En el pabellón de la cárcel de Devoto flota un aire como de velorio. Así es cada vez que un preso popular deja el presidio para volver a la libertad, que es linda, pero, vista de este lado de la reja, no es tan alegre como podría pensarse. Es que la cárcel, a la vez que estimula la criminalidad, entumece. La rutina de todos los días atonta los reflejos, nubla el entendimiento y, al mismo tiempo, azuza la rabia. Los criminales experimentados saben que no es conveniente volver a la acción inmediatamente después de ser liberados. Es común que un delincuente, luego de una condena larga, termine muerto al poco tiempo de salir.
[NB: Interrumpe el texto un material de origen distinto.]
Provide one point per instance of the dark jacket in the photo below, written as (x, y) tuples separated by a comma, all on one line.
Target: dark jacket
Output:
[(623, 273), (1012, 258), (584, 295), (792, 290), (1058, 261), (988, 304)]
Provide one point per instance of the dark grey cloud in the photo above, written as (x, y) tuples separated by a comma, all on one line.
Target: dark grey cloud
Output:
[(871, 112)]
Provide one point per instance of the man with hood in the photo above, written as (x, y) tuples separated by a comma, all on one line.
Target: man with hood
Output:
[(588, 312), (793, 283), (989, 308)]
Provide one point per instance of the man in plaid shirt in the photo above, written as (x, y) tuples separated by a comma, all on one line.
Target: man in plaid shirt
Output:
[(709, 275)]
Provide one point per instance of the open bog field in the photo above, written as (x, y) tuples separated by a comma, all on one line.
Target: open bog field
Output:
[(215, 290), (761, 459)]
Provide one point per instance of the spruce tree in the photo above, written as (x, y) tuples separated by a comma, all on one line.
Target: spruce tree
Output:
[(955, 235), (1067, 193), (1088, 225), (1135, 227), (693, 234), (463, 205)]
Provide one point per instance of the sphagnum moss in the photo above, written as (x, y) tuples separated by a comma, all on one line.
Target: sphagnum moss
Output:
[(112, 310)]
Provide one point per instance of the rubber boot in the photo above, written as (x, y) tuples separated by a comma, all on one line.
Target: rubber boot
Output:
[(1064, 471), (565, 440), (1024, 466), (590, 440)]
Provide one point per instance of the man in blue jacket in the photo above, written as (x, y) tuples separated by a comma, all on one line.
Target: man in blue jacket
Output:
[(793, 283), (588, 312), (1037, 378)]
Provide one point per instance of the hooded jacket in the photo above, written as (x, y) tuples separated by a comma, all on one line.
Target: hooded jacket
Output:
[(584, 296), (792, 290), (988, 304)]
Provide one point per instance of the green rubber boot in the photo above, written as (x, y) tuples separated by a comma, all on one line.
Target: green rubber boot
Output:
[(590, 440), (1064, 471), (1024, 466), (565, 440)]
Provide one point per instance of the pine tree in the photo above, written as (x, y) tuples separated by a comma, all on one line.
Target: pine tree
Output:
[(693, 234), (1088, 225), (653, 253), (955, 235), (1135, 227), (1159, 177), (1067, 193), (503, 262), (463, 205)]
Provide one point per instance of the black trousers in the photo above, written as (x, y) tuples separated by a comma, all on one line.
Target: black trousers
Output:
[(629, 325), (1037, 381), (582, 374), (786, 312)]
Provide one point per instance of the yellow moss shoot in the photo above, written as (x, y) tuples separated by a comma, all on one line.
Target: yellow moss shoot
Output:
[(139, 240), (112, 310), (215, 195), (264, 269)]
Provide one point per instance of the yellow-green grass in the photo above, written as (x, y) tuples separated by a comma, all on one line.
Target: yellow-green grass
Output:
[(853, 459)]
El Topo es un preso rico. Tiene asegurado un suministro de provisiones y dinero que llega desde afuera. En la cárcel, con plata, se consigue cualquier cosa que se necesite. Miranda sabe con quién debe ser generoso, con quién compartir su fortuna que no es con todos, sino con el Poronga del pabellón. A él se le deja el crédito de la distribución que hará como mejor le parezca. Todos saben de quién provienen los bienes que reparte el jefe de la ranchada, pero el Topo jamás lo pondrá en evidencia. La discreción es una virtud cardinal entre los presos. Allí es alguien respetado. El Poronga le concede protección y le permite tener un «valerio» en exclusiva. Con un poco de inteligencia y mucho respeto, en la cárcel no hay demasiadas asechanzas. Lo más peligroso, en todo caso, son los motines. Allí puede pasar cualquier cosa, pero seguramente la probabilidad de morir en un motín no debe ser muy distinta de la de ser atropellado por un colectivo.

En pocos minutos por el pasillo sonará el grito: ¡Miranda, con todo! Ahí dará comienzo el viaje de cuatrocientos metros que lo separan de la calle. Entonces se pondrá de pie, tomará el bolso que preparó más temprano y saldrá caminando por la pasarela que forman la doble hilera de camas, sin mirar ni hablar a nadie. Los bienes que no llevará consigo ya han sido repartidos en calidad de herencia. De todos los que tenía que despedirse ya se despidió horas atrás. Desde entonces se fue transformando lentamente en un fantasma. Cuando uno sale se convierte en un ser envidiado, es la encarnación del deseo de todos yéndose por la puerta. Por eso no se dejan las despedidas para último momento.

En la cama de al lado, Andrés, que ha sido su valerio el último tiempo, está vuelto boca abajo esforzándose por reprimir el llanto que lo oprime como una corbata demasiado ajustada. Andrés ama al Topo, pero su pena no es sólo de amor. Miranda fue bueno y generoso con él, lo trató siempre con consideración, jamás le pegó ni lo entregó a otros. Muchos en el pabellón le tienen ganas, pero hasta ahora nadie se atrevió a meterse con él. Es un correntino rubio de ojos verdes de lo más parecido a una chica. Tiene modales de señorita, cocina como una reina y habla de sí mismo en femenino con dulce acento guaraní. Está guardado desde los dieciocho. La madre murió cuando tenía once años y el tipo que decía ser su padre había abusado de él desde entonces. Una noche, mientras dormía, le ató los brazos y las piernas a las patas de la cama y lo despertó. Le cortó la pija por la base y se sentó a verlo desangrarse y morir. Después se entregó a la policía. En el juicio, un defensor de pobres y ausentes, demasiado pobre y demasiado ausente, tomó el camino más corto: le hizo ratificar la confesión que en sede policial redactó con animosidad un oficial escribiente que odiaba a los maricones. Tampoco se tomó la molestia de apelar la sentencia que lo encontró culpable de homicidio agravado por el vínculo y que lo condenó a perpetua. Miranda se lo compró a un tal Villar. Después del negocio se encargó, sin que nadie se enterara, de que al vendedor lo trasladen a otro pabellón, por las dudas. Poco tiempo después Villar se enfermó y murió. Se dijo que lo había fulminado un cáncer de páncreas.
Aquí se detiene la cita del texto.